Background: Arterial Ischemic Stroke (AIS) during ECMO is often diagnosed late due to absence of a reliable clinical exam, and high-risk periods associated with AIS are not clearly defined. Neuromonitoring methods are needed to allow early recognition of stroke by bedside providers. We previously described the Correlate Of Injury to the Nervous System (COIN) index, a real-time quantitative electroencephalographic (EEG) asymmetry index where values < -15 are associated with AIS. 

Objective: We present 2 cases of AIS in association with circuit change (CC) during ECMO.

Design/Methods: Clinical data including EEG and neuroimaging reports were collected from electronic health record. COIN was calculated from EEG using MATLAB.
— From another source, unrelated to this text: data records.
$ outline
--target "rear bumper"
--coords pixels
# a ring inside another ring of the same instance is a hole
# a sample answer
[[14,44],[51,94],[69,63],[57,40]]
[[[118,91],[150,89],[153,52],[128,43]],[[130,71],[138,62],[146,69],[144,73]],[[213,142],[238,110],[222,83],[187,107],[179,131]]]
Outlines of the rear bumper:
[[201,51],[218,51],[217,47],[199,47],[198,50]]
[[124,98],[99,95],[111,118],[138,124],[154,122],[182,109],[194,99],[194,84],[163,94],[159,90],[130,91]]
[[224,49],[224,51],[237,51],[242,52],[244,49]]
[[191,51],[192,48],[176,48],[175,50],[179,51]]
Results: Patient 1 was a 4-month-old female with atrioventricular canal who required emergent ECMO cannulation during cardiac arrest 2 days post-Bidirectional Glenn. She had minimal pulsatility (pulse pressure < 6 mmHg) and was heparinized to maintain activated prothrombin time (aPTT) > 70. EEG on post-cannulation day 1 showed mild left voltage attenuation (COIN -30). CC occurred day 3 post-cannulation for increased transmembrane pressures with no apparent complications and onset of focal seizures 8 hours later. EEG showed new worsened left hemispheric voltage attenuation (COIN -71). Computed tomography (CT) 24 days after CC showed old ischemic injury to entire left hemisphere and right parieto-occipital region. Patient 2 was a 12-year-old female with sepsis following Orthotopic Heart Transplantation requiring ECMO on post-operative day 1. She had persistent hypotension (mean arterial pressure 16-23 mmHg) with absent pulsatility and was heparinized to maintain aPTT >60. CC occurred on day 1 post-cannulation to upsize the venous cannula and augment circuit flow. EEG was recorded during the 3-minute-long CC showing a progression from background symmetry to severe bilateral background suppression during CC followed by voltage attenuation and slowing in the left hemisphere (COIN -4 to -77). CT 6 hours later showed evidence of early ischemic injury to the left hemisphere.

Conclusion(s): CC represents a high-risk epoch for AIS in the pediatric ECMO population, potentially related to embolic events that occur during CC or transient cerebral hypoperfusion resulting in expansion of embolic stroke sustained prior to CC. Routine use of EEG during CC may allow early recognition of AIS, with implementation of COIN enhancing early detection by bedside providers. Prospective study is required to understand incidence and specific risk factors of AIS associated with CC on ECMO.